|
Phantom |
at Jul 17, 2007 at 5:57 pm
|
⇧ |
| |
Here is the scenario I was concerned about. Consider three nodes in the
system A, B and C which are placed say in different racks. Let us say that
the disk on A fries up today. Now the blocks that were stored on A are not
going to re-replicated (this is my understanding but I could be wrong in
this assumption) to some other node or to the new disk with which you would
bring back A. Now a month later the disk of B could fry and then another
month later disk on C could fry. This way you could slowly start losing data
in the absence of a replica synchronization algorithm like that in S3. This
would never happen in S3 because there is always a replica synchronization
algorithm that is running to give the guarantee that there will always be 3
replicas in the system. So if a disk fries then the data is re-replicated.
Of course there is no way to protect oneself from 3 machines which store
replicas losing their disks at the same time.
So I was wondering if there is a replica synchronization algorithm in place
or is it a feature that is planned for the future.
A
On 7/17/07, Ted Dunning wrote:Assuming that you have many more disks than 3, then the chances that 3
simultaneous disk failures being just the right 3 is much lower than the
chances of losing any 3 disks. This is enhanced by the ability of Hadoop
to
allocate files in different racks since one of the few mechanisms of
coordinating failures is losing an entire rack.

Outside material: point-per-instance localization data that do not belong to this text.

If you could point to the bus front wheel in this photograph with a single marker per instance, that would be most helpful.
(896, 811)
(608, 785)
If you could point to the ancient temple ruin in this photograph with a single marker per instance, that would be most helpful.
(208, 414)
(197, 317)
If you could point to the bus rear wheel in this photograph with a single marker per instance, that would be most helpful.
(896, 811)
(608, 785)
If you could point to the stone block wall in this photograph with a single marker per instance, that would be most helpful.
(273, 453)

For example, if you have 20 disks, then the chance of losing a particular
three disks given that you are losing 3 disks is about one chance in a
thousand (assuming independent error location) and should be impossible if
the failures are rack aligned.
Remember, you can always increase the number of replicas if you like.

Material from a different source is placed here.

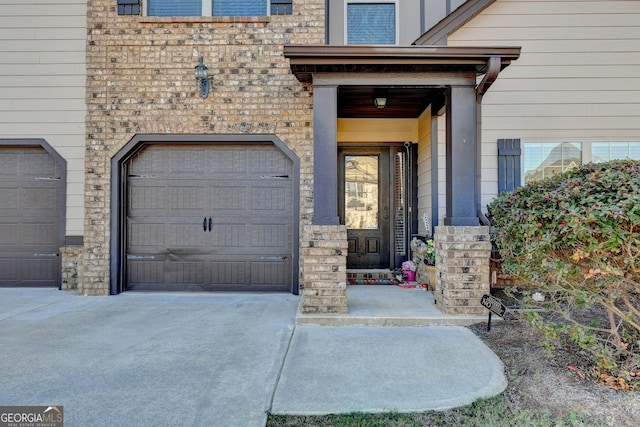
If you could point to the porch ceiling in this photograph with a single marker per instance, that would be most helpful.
(402, 102)
(356, 101)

On 7/17/07 12:55 AM, "Phantom" wrote:
Is replica management built into HDFS ? What I mean is if I set
replication
factor to 3 and if I lose 3 disks is that data lost forever ? I mean all 3
disks dying at the same time I know is a far fetched scenario but if they
die over a certain period of time does HDFS re-replicate the data to ensure
that there are always 3 copies in the system ?
Thanks
A